Homework 7: Hashing and Ranges

Due: Monday, 2 November at 1300

A. ECHashStringSet

For this problem, you'll expand on your work from HW6 by creating a hashing-based implementation of the StringSet interface.

To implement the interface, you'll be working completely from scratch, with no skeleton code. This one will be a fair bit more difficult than the BSTStringSet from HW6.

Create a class ECHashStringSet that implements the StringSet interface using an external chaining hash table as its core data structure. In order to ensure that put and contains operations are fast, you should resize the hash table as soon as the load factor exceeds 5. For memory efficiency, you should ensure that the load factor is never less than 0.2, except for empty lists, for which the load factor is allowed to be zero. You do not need to worry about downsizing the set since we don't have a remove operation.

There is one annoying issue you'll enounter: If the hashCode() is negative, we need to remove the top bit (since negative array indices are not allowed in Java). You can do this using the bit operations we discussed earlier in class, e.g. s.hashCode() & 0x7fffffff) % bucketCount.

There's no restriction on what you are allowed to use, but you should avoid using any library class or method that has "hash" in the name, since that would defeat the whole point of this problem.
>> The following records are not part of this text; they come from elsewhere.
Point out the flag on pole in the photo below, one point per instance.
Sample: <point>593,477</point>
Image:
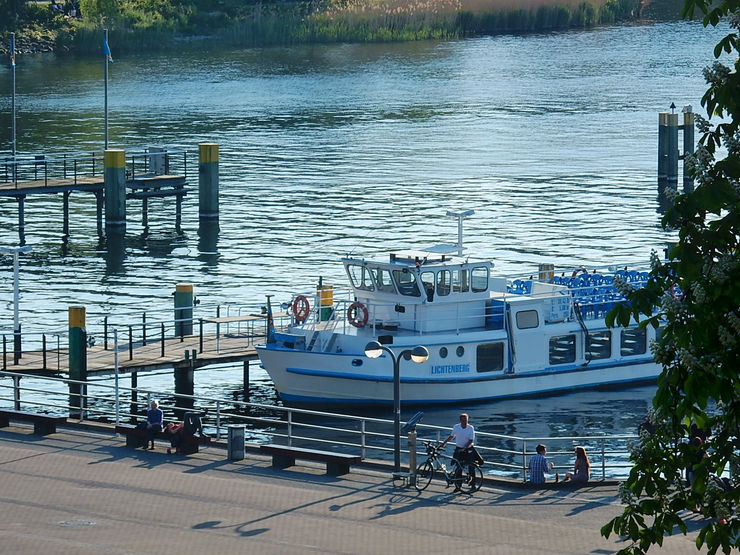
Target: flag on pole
<point>106,50</point>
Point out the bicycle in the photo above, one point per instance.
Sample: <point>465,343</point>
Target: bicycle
<point>469,482</point>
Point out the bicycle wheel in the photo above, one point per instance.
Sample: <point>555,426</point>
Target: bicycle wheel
<point>424,474</point>
<point>472,479</point>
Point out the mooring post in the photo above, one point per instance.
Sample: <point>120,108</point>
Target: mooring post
<point>246,381</point>
<point>208,181</point>
<point>65,213</point>
<point>77,359</point>
<point>22,219</point>
<point>183,309</point>
<point>672,152</point>
<point>688,146</point>
<point>115,191</point>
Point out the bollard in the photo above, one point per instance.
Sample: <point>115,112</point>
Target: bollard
<point>688,146</point>
<point>115,190</point>
<point>183,309</point>
<point>236,443</point>
<point>77,357</point>
<point>208,181</point>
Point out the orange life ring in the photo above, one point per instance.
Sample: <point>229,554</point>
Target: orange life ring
<point>353,314</point>
<point>301,308</point>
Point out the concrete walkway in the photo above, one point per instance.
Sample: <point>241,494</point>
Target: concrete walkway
<point>81,492</point>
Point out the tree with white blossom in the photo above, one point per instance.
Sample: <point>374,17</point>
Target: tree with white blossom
<point>697,292</point>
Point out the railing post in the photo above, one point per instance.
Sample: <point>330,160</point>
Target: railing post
<point>362,438</point>
<point>17,392</point>
<point>290,427</point>
<point>218,419</point>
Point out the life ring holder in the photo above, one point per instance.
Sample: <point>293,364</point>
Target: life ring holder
<point>357,314</point>
<point>301,308</point>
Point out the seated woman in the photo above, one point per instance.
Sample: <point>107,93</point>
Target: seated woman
<point>582,468</point>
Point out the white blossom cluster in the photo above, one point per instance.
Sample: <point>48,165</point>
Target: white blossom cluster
<point>717,74</point>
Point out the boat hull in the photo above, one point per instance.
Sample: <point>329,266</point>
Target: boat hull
<point>318,378</point>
For an extra challenge, don't use anything that requires using a Java library class.

As references, you might find the following resources useful:

Your correctness tests from hw6 should work almost without modification (you'll just need to change the type of object that is instantiated). Make sure to test something that inserts a large number of strings. One testing approach is to generate random strings, insert them into both your ECHashStringSet and a TreeSet<String>, then iterate through the entire TreeSet and ensure that all of its members are also contains in your ECHashStringSet.

One solution from a previous semester (which does use an import for handling the list of items that go in each bucket) is 66 lines including comments and whitespace.

B. ECHashStringSet Timing

Run the provided timing test InsertRandomSpeedTest. You'll need a copy of your BSTStringSet from HW6, or you can use the skeleton code (a copy of our solution). Fill out hw7timing.txt as directed.

Repeat this for InsertInOrderSpeedTest.

If you're having timing issues, make sure your hash table is actually resizing.

C. BSTStringSet Bounded Iterator

Starting from either your own BSTStringSet implementation from HW6 or the solution provided in the skeleton here, create a version that implements SortedStringSet, providing an iterator that returns elements within a specified range of values in ascending order. The iterator should produce its M values in time O(M + h), where h is the height of the tree, as described in lecture.

The tricky part of this assignment is producing an inorder tree iterator. You'll definitely find a stack useful for this purpose.